La Commission d’enquête internationale indépendante des Nations unies sur la Syrie s’est déclarée vivement préoccupée par la persistance des opérations «israéliennes» dans le pays.
«La Commission est vivement préoccupée par la persistance des violations israéliennes» en Syrie, a déclaré à Genève Fionnuala Ní Aoláin, membre de la Commission d’enquête de l’ONU sur la Syrie, lors d’une session du Conseil des droits de l’homme.
Depuis la chute du régime de Bachar al-Assad en décembre 2024, «Israël» a mené des centaines de frappes aériennes contre la Syrie, ciblant notamment des infrastructures et installations militaires.
L’armée «israélienne» a également déployé des troupes dans la zone tampon surveillée par l’ONU, qui séparait auparavant les forces «israéliennes» et syriennes sur le plateau du Golan, occupé par «Israël» depuis 1967.
«Israël» affirme avoir établi dans cette zone une «zone de sécurité» qu’il entend maintenir.
Intensification des opérations dans le sud
Selon Fionnuala Ní Aoláin, l’activité militaire «israélienne» dans le sud de la Syrie «s’intensifie et s’ancre davantage», avec notamment des incursions terrestres, des patrouilles, des raids et des opérations de fouille répétées.
Elle a également dénoncé l’installation par «Israël» d’un réseau de points de contrôle temporaires ainsi que d’infrastructures militaires permanentes sur le territoire syrien, estimant que ces mesures ont «lourdement affecté la population civile».

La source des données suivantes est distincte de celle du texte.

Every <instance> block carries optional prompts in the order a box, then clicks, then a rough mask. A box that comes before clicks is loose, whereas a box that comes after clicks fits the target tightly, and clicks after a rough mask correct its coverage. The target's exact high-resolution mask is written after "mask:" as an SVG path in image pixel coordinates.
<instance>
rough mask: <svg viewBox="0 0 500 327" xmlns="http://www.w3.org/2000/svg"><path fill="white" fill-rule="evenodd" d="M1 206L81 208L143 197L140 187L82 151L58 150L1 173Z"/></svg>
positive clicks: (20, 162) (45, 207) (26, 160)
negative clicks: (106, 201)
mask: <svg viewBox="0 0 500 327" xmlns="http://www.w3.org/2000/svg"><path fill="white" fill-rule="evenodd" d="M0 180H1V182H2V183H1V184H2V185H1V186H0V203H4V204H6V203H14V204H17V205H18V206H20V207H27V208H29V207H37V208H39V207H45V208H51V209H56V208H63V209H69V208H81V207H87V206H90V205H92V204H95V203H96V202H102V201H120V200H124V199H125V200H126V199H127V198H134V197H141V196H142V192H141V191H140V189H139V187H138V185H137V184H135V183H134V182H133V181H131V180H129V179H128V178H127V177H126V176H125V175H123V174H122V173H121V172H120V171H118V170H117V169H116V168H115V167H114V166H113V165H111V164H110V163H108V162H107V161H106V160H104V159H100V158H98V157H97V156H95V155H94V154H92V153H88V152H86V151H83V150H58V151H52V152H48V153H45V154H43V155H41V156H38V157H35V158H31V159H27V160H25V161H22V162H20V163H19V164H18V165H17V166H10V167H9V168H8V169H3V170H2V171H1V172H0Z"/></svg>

La responsable onusienne a par ailleurs indiqué qu’«Israël» avait procédé à l’interrogatoire et à la détention de centaines de personnes, parmi lesquelles des mineurs.
En juin 2026, la Commission affirme avoir recensé 49 personnes, dont deux enfants, détenues par les forces «israéliennes» sur le territoire syrien et qui auraient vraisemblance été transférées au-delà de la frontière syrienne.
L’ONU évoque de possibles crimes de guerre
«De tels actes pourraient constituer des crimes de guerre», a déclaré Fionnuala Ní Aoláin.
Elle a également rappelé les propos tenus en juillet par le secrétaire général de l’ONU, Antonio Guterres, qui avait qualifié de «totalement inacceptable» la situation dans les environs du plateau du Golan.